Autrement dit, la liste des supports autorisés est fermée. Les murs d'immeubles, les palissades de chantier, les poteaux, les coffrets électriques, les abribus, le mobilier urbain, les ronds-points et les vitrines n'en font pas partie. Une affiche de campagne apposée là bascule dans l'affichage sauvage, avec son propre régime de sanctions au titre du Code de l'environnement, que nous détaillons dans notre guide affichage sauvage : légal ou interdit ?.
Le texte prévoit aussi le remède : en cas d'affichage apposé en dehors des emplacements, le maire ou, à défaut, le préfet peut, après mise en demeure du ou des candidats concernés, faire procéder à la dépose des affiches. L'article R28-1 précise la mécanique : le maire retire d'office après mise en demeure adressée au candidat ; le préfet prend le relais si la mise en demeure adressée au maire reste sans résultat au-delà de 48 heures.

Combien de panneaux par commune, et qui obtient quelle place ?
Le nombre d'emplacements n'est pas laissé à l'appréciation de la mairie. L'article R28 fixe un maximum, en dehors des panneaux établis à côté des bureaux de vote.

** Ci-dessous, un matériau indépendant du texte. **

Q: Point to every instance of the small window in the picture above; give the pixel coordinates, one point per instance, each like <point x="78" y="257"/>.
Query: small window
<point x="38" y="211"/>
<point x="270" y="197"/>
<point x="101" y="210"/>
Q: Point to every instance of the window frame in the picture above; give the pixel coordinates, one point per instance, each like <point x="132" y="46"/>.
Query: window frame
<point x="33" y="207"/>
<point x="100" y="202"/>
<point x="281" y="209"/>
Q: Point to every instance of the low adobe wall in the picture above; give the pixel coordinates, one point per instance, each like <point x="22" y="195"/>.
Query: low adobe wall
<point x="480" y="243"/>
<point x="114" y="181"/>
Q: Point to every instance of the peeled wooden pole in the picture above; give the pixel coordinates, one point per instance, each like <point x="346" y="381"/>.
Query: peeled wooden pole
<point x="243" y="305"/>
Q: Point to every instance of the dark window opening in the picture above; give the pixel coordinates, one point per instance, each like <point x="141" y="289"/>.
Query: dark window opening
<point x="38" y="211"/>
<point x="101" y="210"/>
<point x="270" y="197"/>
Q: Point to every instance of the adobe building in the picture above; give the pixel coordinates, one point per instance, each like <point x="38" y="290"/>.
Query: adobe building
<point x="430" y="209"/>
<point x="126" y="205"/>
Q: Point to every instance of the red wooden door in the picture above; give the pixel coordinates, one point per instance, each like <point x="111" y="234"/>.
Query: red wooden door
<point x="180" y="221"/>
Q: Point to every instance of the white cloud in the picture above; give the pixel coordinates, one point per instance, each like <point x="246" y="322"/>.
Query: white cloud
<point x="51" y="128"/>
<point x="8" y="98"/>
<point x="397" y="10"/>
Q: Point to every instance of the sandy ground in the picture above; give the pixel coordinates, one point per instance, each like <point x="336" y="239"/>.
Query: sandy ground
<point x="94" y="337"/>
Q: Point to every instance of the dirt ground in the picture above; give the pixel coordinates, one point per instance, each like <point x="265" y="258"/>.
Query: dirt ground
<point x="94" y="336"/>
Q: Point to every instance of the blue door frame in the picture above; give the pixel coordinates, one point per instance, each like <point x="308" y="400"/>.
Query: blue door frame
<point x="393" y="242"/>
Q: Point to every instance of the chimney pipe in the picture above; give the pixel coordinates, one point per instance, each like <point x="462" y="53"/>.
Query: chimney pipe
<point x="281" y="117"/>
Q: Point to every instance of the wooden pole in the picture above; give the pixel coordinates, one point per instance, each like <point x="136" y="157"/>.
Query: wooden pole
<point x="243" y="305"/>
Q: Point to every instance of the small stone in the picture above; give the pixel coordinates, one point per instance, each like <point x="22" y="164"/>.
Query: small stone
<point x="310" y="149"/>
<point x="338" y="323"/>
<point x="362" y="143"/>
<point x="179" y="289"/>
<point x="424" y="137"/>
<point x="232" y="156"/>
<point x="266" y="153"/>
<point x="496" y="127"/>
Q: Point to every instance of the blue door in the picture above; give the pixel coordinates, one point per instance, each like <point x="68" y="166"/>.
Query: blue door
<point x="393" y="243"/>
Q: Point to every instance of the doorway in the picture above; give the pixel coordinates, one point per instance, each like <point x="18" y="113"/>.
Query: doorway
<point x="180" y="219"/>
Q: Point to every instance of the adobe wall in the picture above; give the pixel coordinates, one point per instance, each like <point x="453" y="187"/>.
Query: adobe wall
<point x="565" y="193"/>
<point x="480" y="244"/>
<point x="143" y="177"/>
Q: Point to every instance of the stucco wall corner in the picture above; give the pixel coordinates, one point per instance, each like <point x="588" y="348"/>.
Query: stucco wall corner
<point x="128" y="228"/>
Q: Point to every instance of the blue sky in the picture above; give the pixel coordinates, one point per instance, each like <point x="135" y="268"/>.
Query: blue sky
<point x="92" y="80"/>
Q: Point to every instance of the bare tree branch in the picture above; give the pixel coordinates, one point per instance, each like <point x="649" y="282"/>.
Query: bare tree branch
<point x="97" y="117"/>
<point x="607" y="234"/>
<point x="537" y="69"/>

| Taille de la commune | Nombre maximum d'emplacements réservés |
|---|---|
| 500 électeurs et moins | 5 |
| Plus de 500 électeurs | 10 |
| Plus de 5 000 électeurs | 10, plus 1 par 3 000 électeurs ou fraction supérieure à 2 000 |
L'attribution, elle, ne se négocie pas non plus. Pour les élections où la candidature est subordonnée au dépôt obligatoire d'une déclaration, les emplacements sont attribués par tirage au sort par l'autorité qui reçoit les candidatures, et le même ordre est conservé au second tour. Une exception : les élections municipales dans les communes de moins de 1 000 habitants.
Deux conséquences opérationnelles à retenir pour une équipe de campagne. D'abord, le nombre de panneaux est connu à l'avance : c'est lui qui détermine le volume d'affiches à imprimer, et non l'inverse. Ensuite, un point que beaucoup d'équipes découvrent trop tard : un candidat qui laisse sans emploi l'emplacement qu'il a demandé doit rembourser à la commune les frais d'établissement, sauf cas de force majeure reconnu par le tribunal. Un panneau vide n'est pas neutre, il coûte de l'argent et il envoie un signal d'amateurisme aux électeurs qui passent devant chaque jour.

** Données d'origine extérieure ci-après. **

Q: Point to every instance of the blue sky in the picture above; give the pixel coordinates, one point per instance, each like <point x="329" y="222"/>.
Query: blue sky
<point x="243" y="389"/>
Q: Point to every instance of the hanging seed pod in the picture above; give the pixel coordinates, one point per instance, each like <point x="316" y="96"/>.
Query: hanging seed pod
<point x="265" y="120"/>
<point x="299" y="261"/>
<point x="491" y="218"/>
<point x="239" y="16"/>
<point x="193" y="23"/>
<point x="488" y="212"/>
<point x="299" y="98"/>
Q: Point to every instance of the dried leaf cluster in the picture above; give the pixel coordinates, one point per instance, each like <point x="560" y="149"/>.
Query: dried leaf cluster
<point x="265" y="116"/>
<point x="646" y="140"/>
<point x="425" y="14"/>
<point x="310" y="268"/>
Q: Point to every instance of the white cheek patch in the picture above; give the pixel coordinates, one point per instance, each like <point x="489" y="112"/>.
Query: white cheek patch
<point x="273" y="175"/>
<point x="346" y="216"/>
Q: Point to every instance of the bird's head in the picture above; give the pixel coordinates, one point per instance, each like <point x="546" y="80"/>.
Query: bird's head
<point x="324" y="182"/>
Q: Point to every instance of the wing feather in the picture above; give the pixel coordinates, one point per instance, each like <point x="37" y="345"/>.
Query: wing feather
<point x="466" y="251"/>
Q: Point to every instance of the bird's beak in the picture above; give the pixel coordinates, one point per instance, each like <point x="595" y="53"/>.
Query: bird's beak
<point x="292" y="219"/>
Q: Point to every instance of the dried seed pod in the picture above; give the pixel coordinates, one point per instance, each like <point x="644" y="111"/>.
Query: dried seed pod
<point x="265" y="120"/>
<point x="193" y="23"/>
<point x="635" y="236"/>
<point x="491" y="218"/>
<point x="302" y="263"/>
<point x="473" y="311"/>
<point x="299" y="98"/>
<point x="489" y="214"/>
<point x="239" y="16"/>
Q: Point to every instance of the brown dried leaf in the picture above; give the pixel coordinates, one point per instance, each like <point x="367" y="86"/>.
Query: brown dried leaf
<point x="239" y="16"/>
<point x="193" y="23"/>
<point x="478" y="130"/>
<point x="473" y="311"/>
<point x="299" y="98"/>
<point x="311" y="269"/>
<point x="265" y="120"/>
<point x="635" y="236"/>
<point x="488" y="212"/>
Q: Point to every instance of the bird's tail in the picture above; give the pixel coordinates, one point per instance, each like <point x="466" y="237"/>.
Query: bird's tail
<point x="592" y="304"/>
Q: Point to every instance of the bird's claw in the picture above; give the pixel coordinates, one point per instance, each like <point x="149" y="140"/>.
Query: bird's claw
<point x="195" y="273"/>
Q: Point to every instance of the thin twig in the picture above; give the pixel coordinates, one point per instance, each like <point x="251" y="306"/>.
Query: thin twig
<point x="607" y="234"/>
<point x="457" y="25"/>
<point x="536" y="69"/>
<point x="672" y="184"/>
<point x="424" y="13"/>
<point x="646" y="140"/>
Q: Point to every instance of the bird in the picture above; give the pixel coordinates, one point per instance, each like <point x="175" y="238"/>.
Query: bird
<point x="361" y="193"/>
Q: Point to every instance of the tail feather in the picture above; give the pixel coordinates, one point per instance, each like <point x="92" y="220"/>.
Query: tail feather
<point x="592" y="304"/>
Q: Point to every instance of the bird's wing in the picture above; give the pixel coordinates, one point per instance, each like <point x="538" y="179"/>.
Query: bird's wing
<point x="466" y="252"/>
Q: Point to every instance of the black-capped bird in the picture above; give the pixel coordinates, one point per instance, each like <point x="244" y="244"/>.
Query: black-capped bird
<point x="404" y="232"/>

À partir de quand ? Le calendrier des six mois
C'est la question la plus mal comprise du sujet. La restriction de l'article L51 s'applique pendant les six mois précédant le premier jour du mois de l'élection, et jusqu'à la date du tour de scrutin où l'élection est acquise.
Le calcul se fait donc à partir du premier jour du mois du scrutin, pas à partir de la date du scrutin. Appliqué à l'échéance nationale à venir :
| Échéance | Date du scrutin | Mois de référence | Début de la période de restriction |
|---|---|---|---|
| Présidentielle 2027, 1er tour | 18 avril 2027 | avril 2027 | 1er octobre 2026 |
| Présidentielle 2027, 2nd tour | 2 mai 2027 | (élection acquise au 2nd tour) | jusqu'à la date du tour décisif |
Les dates de la présidentielle 2027 ont été arrêtées en conseil des ministres le 1er juillet 2026 : dimanche 18 avril 2027 pour le premier tour et dimanche 2 mai 2027 pour le second, avec un vote la veille, samedi, en Guadeloupe, Martinique, Guyane, à Saint-Pierre-et-Miquelon, Saint-Barthélemy, Saint-Martin et en Polynésie française, en raison du décalage horaire.

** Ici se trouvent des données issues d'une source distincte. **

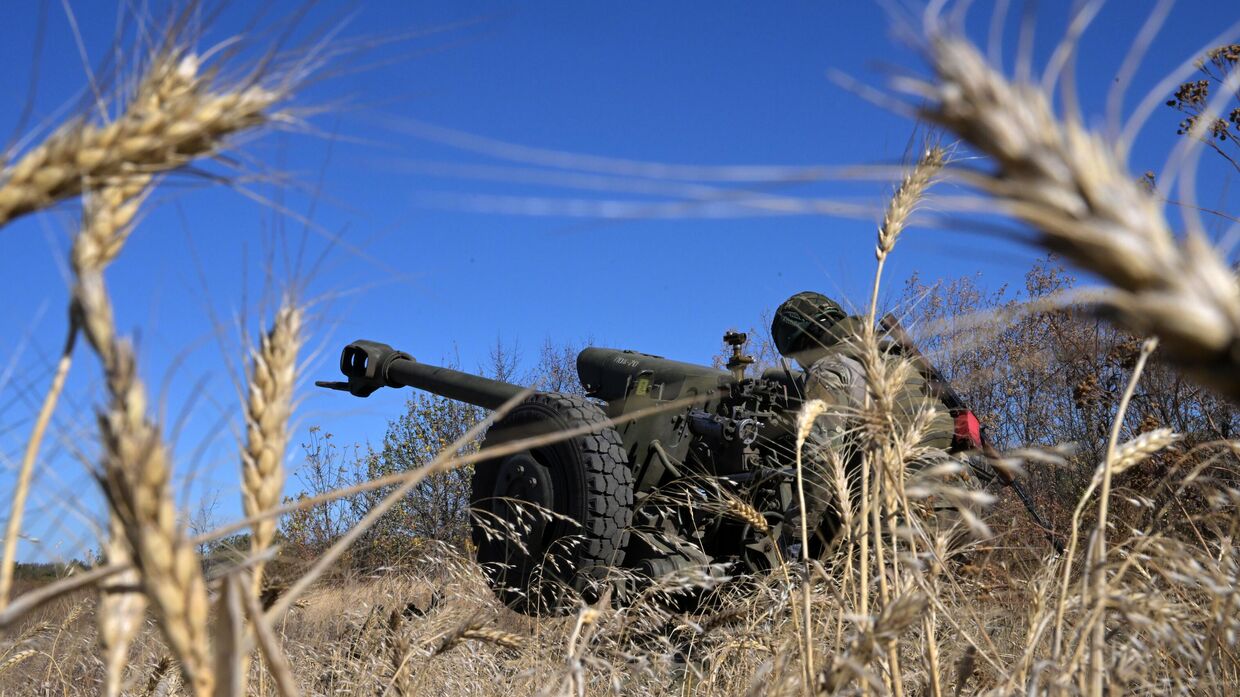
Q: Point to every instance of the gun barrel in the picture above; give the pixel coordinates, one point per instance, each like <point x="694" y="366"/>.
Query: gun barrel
<point x="370" y="365"/>
<point x="455" y="385"/>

Retenez la date du 1er octobre 2026. C'est à partir de ce jour que toute affiche relative à l'élection présidentielle apposée ailleurs que sur un emplacement réservé ou un panneau d'expression libre devient irrégulière. Une campagne d'affichage de notoriété lancée en septembre et laissée en place en octobre n'est pas protégée par sa date de pose : ce qui compte, c'est l'affiche qui reste visible.
À quoi doit ressembler l'affiche : format, couleurs, papier
L'article R27 encadre l'objet lui-même, et il est plus contraignant qu'on ne le croit.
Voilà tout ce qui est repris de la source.